Patient-Centered Online Disease Management Using a Personal Health Record System (California)
Engaging patients directly in their care is seen to be a critical aspect of successful chronic disease management. Traditional chronic disease management programs have relied primarily on in-person visits and phone contact with providers. Health information technologies (ITs), however, have the potential to significantly increase the engagement of patients by using personal health records (PHRs) to electronically connect them to their clinical data, care team, and educational materials.
This project evaluated a multidisciplinary team approach to diabetes care that was combined with technology tools, called the Personal Health Care Project (PHCP). PHCP was developed as a patient-centered care model and incorporated many strategies known to be effective in consumer use of health IT including responding to the needs and preferences of patients; providing continuous, convenient, online access to health records; and facilitating frequent communication with clinicians. The model includes an online disease management (ODM) system that supports the team, which includes a nurse care manager (NCM), a clinical pharmacist, a registered dietitian (RD), and the patient’s physician(s). The ODM is integrated with an electronic health record (EHR) and PHR.

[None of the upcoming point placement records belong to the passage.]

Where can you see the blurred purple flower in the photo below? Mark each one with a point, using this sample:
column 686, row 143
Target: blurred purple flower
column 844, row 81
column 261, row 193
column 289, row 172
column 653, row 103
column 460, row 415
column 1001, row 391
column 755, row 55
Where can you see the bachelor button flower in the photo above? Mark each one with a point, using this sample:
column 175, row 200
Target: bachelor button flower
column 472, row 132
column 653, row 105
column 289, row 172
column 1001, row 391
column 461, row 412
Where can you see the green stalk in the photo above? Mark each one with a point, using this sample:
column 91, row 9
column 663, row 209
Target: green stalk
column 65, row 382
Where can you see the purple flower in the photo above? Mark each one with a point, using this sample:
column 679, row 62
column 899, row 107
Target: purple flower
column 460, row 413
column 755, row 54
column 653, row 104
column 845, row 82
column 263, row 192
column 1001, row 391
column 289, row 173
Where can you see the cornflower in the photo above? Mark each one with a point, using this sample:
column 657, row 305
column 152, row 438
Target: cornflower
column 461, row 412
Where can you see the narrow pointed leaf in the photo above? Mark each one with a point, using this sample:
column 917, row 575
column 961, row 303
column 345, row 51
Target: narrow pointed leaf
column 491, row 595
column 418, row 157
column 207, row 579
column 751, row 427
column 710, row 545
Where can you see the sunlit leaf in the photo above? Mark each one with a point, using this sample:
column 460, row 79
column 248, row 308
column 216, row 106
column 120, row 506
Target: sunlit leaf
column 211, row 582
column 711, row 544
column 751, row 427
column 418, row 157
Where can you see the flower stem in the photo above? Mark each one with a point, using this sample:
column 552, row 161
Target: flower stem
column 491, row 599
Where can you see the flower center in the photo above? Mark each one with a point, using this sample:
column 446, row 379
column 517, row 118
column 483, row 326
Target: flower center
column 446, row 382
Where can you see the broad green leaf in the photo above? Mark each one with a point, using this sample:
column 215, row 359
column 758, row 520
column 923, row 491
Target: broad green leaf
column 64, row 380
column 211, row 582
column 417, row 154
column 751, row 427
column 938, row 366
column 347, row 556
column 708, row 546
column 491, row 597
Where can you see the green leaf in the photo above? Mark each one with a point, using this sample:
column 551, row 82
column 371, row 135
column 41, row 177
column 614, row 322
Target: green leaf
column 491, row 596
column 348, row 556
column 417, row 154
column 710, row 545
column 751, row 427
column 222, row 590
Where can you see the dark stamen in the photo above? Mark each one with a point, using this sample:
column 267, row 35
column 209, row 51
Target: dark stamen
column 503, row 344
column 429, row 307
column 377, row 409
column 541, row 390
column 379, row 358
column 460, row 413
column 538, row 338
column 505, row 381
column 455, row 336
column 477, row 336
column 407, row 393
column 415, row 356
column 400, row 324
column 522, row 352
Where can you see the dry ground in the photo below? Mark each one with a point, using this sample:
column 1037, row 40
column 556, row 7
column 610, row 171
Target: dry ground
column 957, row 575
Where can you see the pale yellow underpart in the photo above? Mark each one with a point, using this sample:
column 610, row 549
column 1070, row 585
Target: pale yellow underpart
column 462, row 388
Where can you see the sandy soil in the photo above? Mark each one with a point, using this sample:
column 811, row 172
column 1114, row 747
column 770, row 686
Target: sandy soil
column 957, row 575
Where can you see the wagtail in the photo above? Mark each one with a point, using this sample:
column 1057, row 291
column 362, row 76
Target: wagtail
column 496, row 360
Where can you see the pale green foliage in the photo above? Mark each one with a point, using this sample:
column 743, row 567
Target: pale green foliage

The main objectives of this project were to:
- Refine the Personalized Health Care Program platform with a particular focus on enhancing the customization capability of the ODM system and ensuring a seamless incorporation of ODM into the workflow of clinicians on the care management team and with the self-management process of patients.
- Evaluate the ODM program for diabetes relative to usual medical care, in a two-arm randomized controlled trial (RCT).
- Disseminate results of the RCT in the scientific literature, and deploy the PHCP program in Palo Alto Medical Foundation and other ambulatory care settings for use with diabetes and other chronic conditions.
The team evaluated the model with a RCT of patients with uncontrolled type 2 diabetes using the ODM program compared to usual care. The intervention consisted of wirelessly uploading the patient’s glucometer data to the EHR; creating a patient-specific Diabetes Summary Status Report; making available nutrition and exercise logs; offering a record for insulin tracking; providing secure messaging capability with the health care team via the PHR; access to a nurse care manager and dietician for advice and medical management; and electronic patient education materials including patient-specific text and video educational materials. The primary outcome measurement of the study was hemoglobin A1c (HbA1c).
At 6- and 12-months, patients in the intervention group reduced their HbA1c by a statistically significant amount. When comparing the reductions with the usual care group, the difference was statistically significant at 6 months but not at 12 months, since the usual care group also improved in that time frame. Amongst intervention patients who reduced their HbA1c by greater than 0.5 percent, those who obtain glucose readings and regularly uploaded them were able to sustain that reduction at 12 months. The PHCP appeared to be a successful way to engage patients in the care of their diabetes and improve their outcomes.